KEBIJAKAN FISKAL DI INDONESIA

Label:

Oleh: Chenny Seftarita, S.E,M.Si.
            Kebijakan fiskal adalah kebijakan yang dilakukan pemerintah untuk mengarahkan perekonomian ke arah yang lebih baik dengan mengubah-ubah pendapatan dan pengeluaran pemerintah  (Rahardja dan Manurung, 2001). Dalam kebijakan fiskal dikenal ada beberapa kebijakan anggaran, yaitu anggaran berimbang, anggaran surplus, dan anggaran defisit. Ketiga kebijakan anggaran di atas digunakan berdasarkan tiga fungsi kebijakan fiskal yaitu sebagai alat untuk mengalokasikan barang publik (allocation), berfungsi sebagai alat untuk distribusi pendapatan (distribution), dan alat untuk stabilisasi perekonomian (stabilization).

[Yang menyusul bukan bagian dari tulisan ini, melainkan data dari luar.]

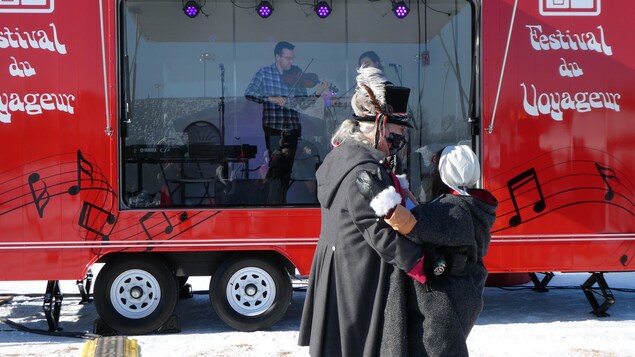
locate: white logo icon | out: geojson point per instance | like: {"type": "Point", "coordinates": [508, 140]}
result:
{"type": "Point", "coordinates": [26, 6]}
{"type": "Point", "coordinates": [569, 7]}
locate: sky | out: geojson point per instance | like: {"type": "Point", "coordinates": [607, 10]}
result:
{"type": "Point", "coordinates": [516, 321]}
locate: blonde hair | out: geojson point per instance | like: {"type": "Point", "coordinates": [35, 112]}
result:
{"type": "Point", "coordinates": [369, 97]}
{"type": "Point", "coordinates": [354, 130]}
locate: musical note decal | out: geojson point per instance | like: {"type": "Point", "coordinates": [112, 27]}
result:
{"type": "Point", "coordinates": [516, 183]}
{"type": "Point", "coordinates": [168, 226]}
{"type": "Point", "coordinates": [624, 260]}
{"type": "Point", "coordinates": [94, 219]}
{"type": "Point", "coordinates": [41, 195]}
{"type": "Point", "coordinates": [607, 173]}
{"type": "Point", "coordinates": [83, 167]}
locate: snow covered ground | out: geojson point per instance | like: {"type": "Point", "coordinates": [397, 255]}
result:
{"type": "Point", "coordinates": [515, 322]}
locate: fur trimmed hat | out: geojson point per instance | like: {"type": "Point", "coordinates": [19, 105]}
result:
{"type": "Point", "coordinates": [459, 168]}
{"type": "Point", "coordinates": [374, 95]}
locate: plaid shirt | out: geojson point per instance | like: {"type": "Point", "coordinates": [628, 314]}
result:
{"type": "Point", "coordinates": [268, 83]}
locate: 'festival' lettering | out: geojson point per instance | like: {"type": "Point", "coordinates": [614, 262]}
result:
{"type": "Point", "coordinates": [38, 39]}
{"type": "Point", "coordinates": [567, 41]}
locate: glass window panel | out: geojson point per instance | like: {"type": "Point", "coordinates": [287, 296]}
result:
{"type": "Point", "coordinates": [192, 138]}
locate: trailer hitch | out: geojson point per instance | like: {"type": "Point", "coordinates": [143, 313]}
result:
{"type": "Point", "coordinates": [84, 287]}
{"type": "Point", "coordinates": [52, 305]}
{"type": "Point", "coordinates": [599, 310]}
{"type": "Point", "coordinates": [541, 285]}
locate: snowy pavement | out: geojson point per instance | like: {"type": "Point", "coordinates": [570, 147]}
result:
{"type": "Point", "coordinates": [515, 322]}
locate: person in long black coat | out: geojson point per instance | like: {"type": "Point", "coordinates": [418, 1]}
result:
{"type": "Point", "coordinates": [357, 252]}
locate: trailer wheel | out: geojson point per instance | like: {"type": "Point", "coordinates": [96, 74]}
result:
{"type": "Point", "coordinates": [136, 295]}
{"type": "Point", "coordinates": [250, 294]}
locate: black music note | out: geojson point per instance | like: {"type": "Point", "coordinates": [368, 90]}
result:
{"type": "Point", "coordinates": [40, 196]}
{"type": "Point", "coordinates": [168, 228]}
{"type": "Point", "coordinates": [624, 260]}
{"type": "Point", "coordinates": [606, 176]}
{"type": "Point", "coordinates": [518, 182]}
{"type": "Point", "coordinates": [83, 166]}
{"type": "Point", "coordinates": [92, 218]}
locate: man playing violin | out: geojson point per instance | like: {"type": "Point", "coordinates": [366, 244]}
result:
{"type": "Point", "coordinates": [280, 119]}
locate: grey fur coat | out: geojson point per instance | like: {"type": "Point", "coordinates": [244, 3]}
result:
{"type": "Point", "coordinates": [435, 319]}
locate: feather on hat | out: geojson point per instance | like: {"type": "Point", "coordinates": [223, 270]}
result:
{"type": "Point", "coordinates": [375, 95]}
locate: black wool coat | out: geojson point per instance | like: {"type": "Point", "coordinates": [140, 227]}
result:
{"type": "Point", "coordinates": [354, 259]}
{"type": "Point", "coordinates": [435, 319]}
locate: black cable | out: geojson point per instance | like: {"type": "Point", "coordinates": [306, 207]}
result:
{"type": "Point", "coordinates": [20, 327]}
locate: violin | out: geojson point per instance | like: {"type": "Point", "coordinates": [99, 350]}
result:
{"type": "Point", "coordinates": [295, 76]}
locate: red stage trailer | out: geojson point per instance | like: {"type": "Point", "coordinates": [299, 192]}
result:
{"type": "Point", "coordinates": [127, 140]}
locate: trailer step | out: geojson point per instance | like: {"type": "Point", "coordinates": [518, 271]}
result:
{"type": "Point", "coordinates": [111, 346]}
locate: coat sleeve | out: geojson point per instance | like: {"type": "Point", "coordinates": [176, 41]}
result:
{"type": "Point", "coordinates": [394, 250]}
{"type": "Point", "coordinates": [442, 223]}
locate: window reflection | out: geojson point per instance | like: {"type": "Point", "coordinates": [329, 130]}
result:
{"type": "Point", "coordinates": [195, 140]}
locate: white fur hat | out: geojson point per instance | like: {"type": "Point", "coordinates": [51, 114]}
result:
{"type": "Point", "coordinates": [459, 168]}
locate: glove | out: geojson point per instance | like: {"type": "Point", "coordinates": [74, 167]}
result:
{"type": "Point", "coordinates": [370, 184]}
{"type": "Point", "coordinates": [401, 220]}
{"type": "Point", "coordinates": [383, 198]}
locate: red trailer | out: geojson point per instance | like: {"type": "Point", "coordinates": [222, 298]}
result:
{"type": "Point", "coordinates": [127, 140]}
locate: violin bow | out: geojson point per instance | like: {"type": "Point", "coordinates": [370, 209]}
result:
{"type": "Point", "coordinates": [299, 77]}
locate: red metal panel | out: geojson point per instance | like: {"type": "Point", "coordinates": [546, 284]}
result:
{"type": "Point", "coordinates": [558, 142]}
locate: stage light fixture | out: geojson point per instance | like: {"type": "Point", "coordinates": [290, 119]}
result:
{"type": "Point", "coordinates": [400, 9]}
{"type": "Point", "coordinates": [323, 9]}
{"type": "Point", "coordinates": [191, 9]}
{"type": "Point", "coordinates": [264, 9]}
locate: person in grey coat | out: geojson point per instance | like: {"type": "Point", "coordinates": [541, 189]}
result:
{"type": "Point", "coordinates": [357, 252]}
{"type": "Point", "coordinates": [435, 318]}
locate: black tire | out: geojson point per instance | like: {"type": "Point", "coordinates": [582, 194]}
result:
{"type": "Point", "coordinates": [116, 286]}
{"type": "Point", "coordinates": [250, 294]}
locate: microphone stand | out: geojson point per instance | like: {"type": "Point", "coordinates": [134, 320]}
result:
{"type": "Point", "coordinates": [221, 105]}
{"type": "Point", "coordinates": [398, 74]}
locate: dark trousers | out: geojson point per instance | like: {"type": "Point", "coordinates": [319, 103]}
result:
{"type": "Point", "coordinates": [281, 145]}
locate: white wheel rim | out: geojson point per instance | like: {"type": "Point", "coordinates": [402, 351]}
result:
{"type": "Point", "coordinates": [135, 294]}
{"type": "Point", "coordinates": [251, 291]}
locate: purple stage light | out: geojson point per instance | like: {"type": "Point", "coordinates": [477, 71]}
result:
{"type": "Point", "coordinates": [264, 9]}
{"type": "Point", "coordinates": [400, 9]}
{"type": "Point", "coordinates": [191, 9]}
{"type": "Point", "coordinates": [322, 9]}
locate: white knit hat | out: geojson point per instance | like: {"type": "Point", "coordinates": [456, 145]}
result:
{"type": "Point", "coordinates": [459, 168]}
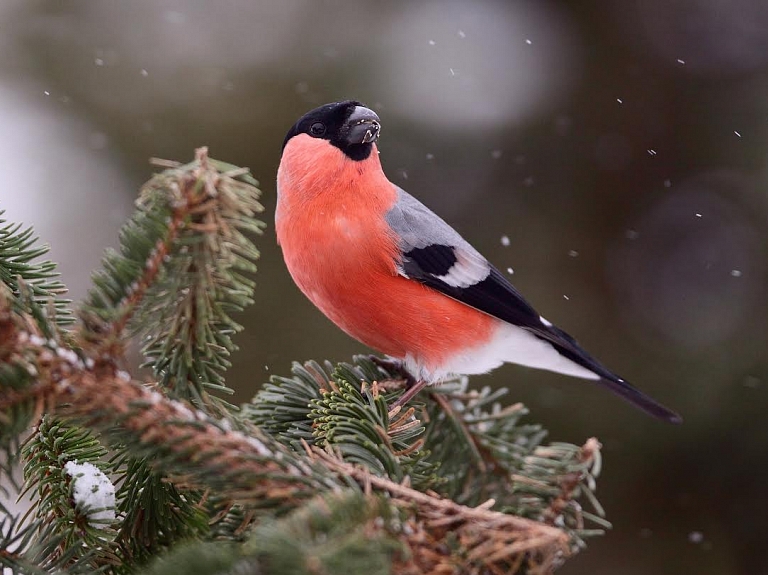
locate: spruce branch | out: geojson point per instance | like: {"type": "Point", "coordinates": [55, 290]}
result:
{"type": "Point", "coordinates": [179, 276]}
{"type": "Point", "coordinates": [19, 250]}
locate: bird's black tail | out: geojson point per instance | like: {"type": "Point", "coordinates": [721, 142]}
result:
{"type": "Point", "coordinates": [568, 347]}
{"type": "Point", "coordinates": [640, 400]}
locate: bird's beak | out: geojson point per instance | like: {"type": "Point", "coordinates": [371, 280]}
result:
{"type": "Point", "coordinates": [363, 126]}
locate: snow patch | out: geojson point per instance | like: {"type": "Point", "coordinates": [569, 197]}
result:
{"type": "Point", "coordinates": [92, 491]}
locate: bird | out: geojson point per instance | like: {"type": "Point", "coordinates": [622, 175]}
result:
{"type": "Point", "coordinates": [394, 275]}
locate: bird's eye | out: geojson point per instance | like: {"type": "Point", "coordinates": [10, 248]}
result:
{"type": "Point", "coordinates": [317, 129]}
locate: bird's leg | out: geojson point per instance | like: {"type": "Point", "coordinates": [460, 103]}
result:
{"type": "Point", "coordinates": [410, 393]}
{"type": "Point", "coordinates": [394, 366]}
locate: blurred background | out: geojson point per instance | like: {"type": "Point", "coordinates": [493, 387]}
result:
{"type": "Point", "coordinates": [611, 158]}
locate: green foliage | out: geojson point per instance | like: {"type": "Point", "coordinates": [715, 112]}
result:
{"type": "Point", "coordinates": [470, 450]}
{"type": "Point", "coordinates": [340, 533]}
{"type": "Point", "coordinates": [45, 455]}
{"type": "Point", "coordinates": [18, 251]}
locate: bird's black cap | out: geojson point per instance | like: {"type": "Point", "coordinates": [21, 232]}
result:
{"type": "Point", "coordinates": [348, 125]}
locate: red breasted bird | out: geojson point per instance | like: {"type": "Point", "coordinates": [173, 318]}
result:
{"type": "Point", "coordinates": [392, 274]}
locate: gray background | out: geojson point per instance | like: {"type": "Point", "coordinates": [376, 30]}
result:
{"type": "Point", "coordinates": [620, 147]}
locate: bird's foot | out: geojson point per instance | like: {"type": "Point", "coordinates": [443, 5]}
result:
{"type": "Point", "coordinates": [395, 367]}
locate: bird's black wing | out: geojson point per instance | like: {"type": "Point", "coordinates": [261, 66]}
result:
{"type": "Point", "coordinates": [434, 254]}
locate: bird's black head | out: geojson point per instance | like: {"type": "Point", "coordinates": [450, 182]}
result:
{"type": "Point", "coordinates": [348, 125]}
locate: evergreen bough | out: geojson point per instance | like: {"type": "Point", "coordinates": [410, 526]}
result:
{"type": "Point", "coordinates": [315, 475]}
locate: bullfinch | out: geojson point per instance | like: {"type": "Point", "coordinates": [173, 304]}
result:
{"type": "Point", "coordinates": [395, 276]}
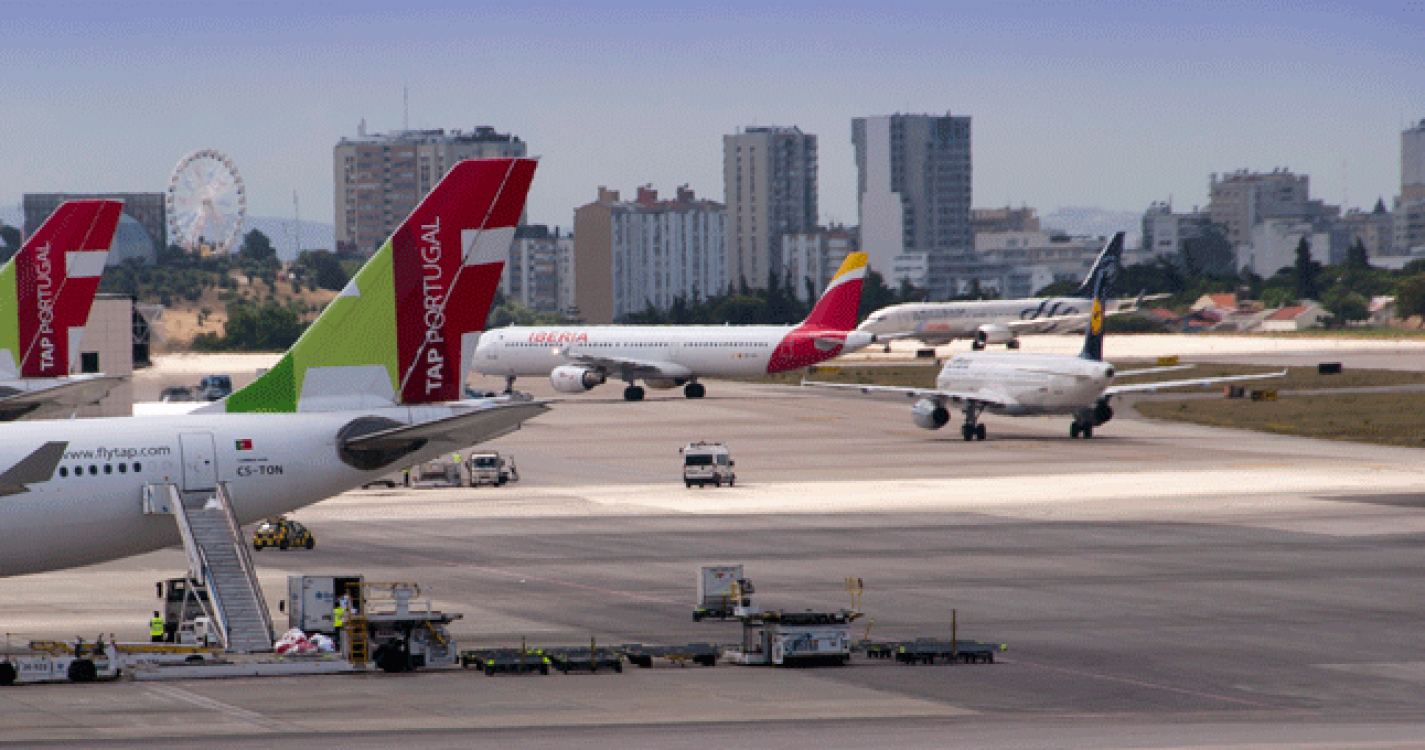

3.1.1 APBN Sebagai Instrumen Kebijakan Fiskal
             Kebijakan fiskal di Indonesia digambarkan oleh perkembangan APBN (Anggaran Pendapatan dan Belanja Negara) yang terus meningkat dari tahun ke tahun. APBN merupakan salah satu lokomotif dalam mencapai pertumbuhan ekonomi di Indonesia.  Pasca krisis moneter tahun 1997/ 1998  format APBN mengalami perubahan dari format T-Billing menjadi format I-Billing. Format I-Billing yang dimaksud adalah format APBN hanya terdiri dari satu kolom dimana sebelumnya terdiri dari dua kolom dengan sistem anggaran yang berimbang.  
Perubahan ini merupakan salah satu wujud reformasi kebijakan fiskal pemerintah Indonesia. Dengan format anggaran yang baru, APBN menjadi lebih transparan dan mudah untuk di analisis. Sumber anggaran, pengeluaran dan defisit anggararan jelas terlihat dalam format ini. Perhitungan anggaran yang dimulai Januari dan berakhir Desember juga di nilai lebih efektif dalam penyusunan dan realisasi anggaran.
Berdasarkan tabel (3.1), sumber penerimaan dalam negeri berupa penerimaan pajak dan bukan pajak. Penerimaan pajak meliputi penerimaan pajak penghasilan (pph migas dan non migas), pajak pertambahan nilai, cukai, BPHTB, pajak bumi dan angunan dan pajak lainnya. Pajak perdagangan internasional meliputi bea masuk dan bea keluar. Untuk penerimaan bukan pajak, sumber pendapatan terdiri dari penerimaan SDA (Sumber daya alam) meliputi migas dan non migas, laba BUMN (Badan Usaha Milik Negara), pendapatan BLU (Badan Layanan Umum), dan PNBP (pendapatan negara bukan pajak) lainnya. Sumber pendapatan lainnya adalah hibah.
Untuk pengeluaran, terdapat dua pengeluaran dalam APBN, yaitu pengeluaran pemerintah pusat dan transfer ke daerah. Untuk pengeluaran pemerintah pusat diantaranya terdapat pengeluaran untuk belanja pegawai, belanja barang, belanja modal, pembayaran bunga utang, subsidi,  belanja hibah, bantuan sosial, dan lain-lain. Untuk transfer ke daerah, pengeluaran terdiri dari dana perimbangan. Adapun dana perimbangan terdiri dari, pertama; bagi hasil pajak dan sumber daya alam, kedua; dana alokasi umum, dan ketiga; dana alokasi khusus. Pengeluaran lain adalah dana otonomi khusus dan dana penyesuaian.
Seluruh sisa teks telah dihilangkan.